ÜNİVERSİTELER DE ÇÖLE DÖNDÜ
Üniversite hayatında, eğitim niteliğiyle birlikte sosyalleşme imkanlarında da belirgin bir azalma gözlemleniyor. 2000’li yılların başında üniversite deneyimi yaşayan katılımcılar, canlı kampüs ortamı, yoğun sosyal etkileşim ve kültürel etkinliklere kolay erişimi öne çıkarıyor. Bahar şenlikleri ve festivaller kolektif yaşam alanı sunduğunu aktarıyor. Günümüzde ise öğrenciler, üniversite festivallerinin giderek sembolik hale geldiğini ifade ediyor.
• Ev gençleri (NEET) toplumsal katılımda daha çekingen ve bireysel güven ilişkilerine dayalı bir yaklaşım sergiliyor.
• Eğitim işe dönüşemiyor. Değersizleşen diplomalar gençleri işsizliğe, alan dışı istihdama veya ev genci olmaya itiyor. Türkiye’de üniversite ve bölüm sayısındaki artışa rağmen, üniversite mezunlarının iş gücüne katılım oranı aynı hızda artmıyor.
GENÇLİK MECBUREN ‘BEKLEMEDE’ KALIYOR
Gelir üretme baskısı altında, çoğu gencin niteliklerine uygun olmayan kısa vadeli, düşük ücretli ve güvencesiz işlere yöneldiği görülüyor.
Gençler referans ve tanıdık ilişkilerinin istihdam süreçlerinde diplomadan daha belirleyici olduğu belirtiliyor. Bu durum, gençlerin daha öğrenciyken eğitimi belirsiz getirili bir yatırım olarak görmesine neden oluyor.
Hayata atılamayan gençler “beklemede” kalıyor, gençlik dönemi uzuyor.
• 20 yıl önce genç olanlar mezun olmanın iş bulmak için yeterli olduğunu söylerken, bugünün üniversite mezunları sistemin dışında kaldığını belirtiyor.

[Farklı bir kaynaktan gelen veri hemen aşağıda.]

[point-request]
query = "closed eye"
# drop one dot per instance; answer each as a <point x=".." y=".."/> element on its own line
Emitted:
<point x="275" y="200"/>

Gençlerin dertleri, yurt dışını arzu nesnesi haline getiriyor. Yapılan anket çalışmasına göre 20 yıl önce genç olan katılımcıların %35,1’i gençlik dönemlerinde yurt dışına gitmeyi düşündüklerini belirtirken, bugün gençlerin yarısı (%50,4) yurt dışına taşınmayı düşünüyor.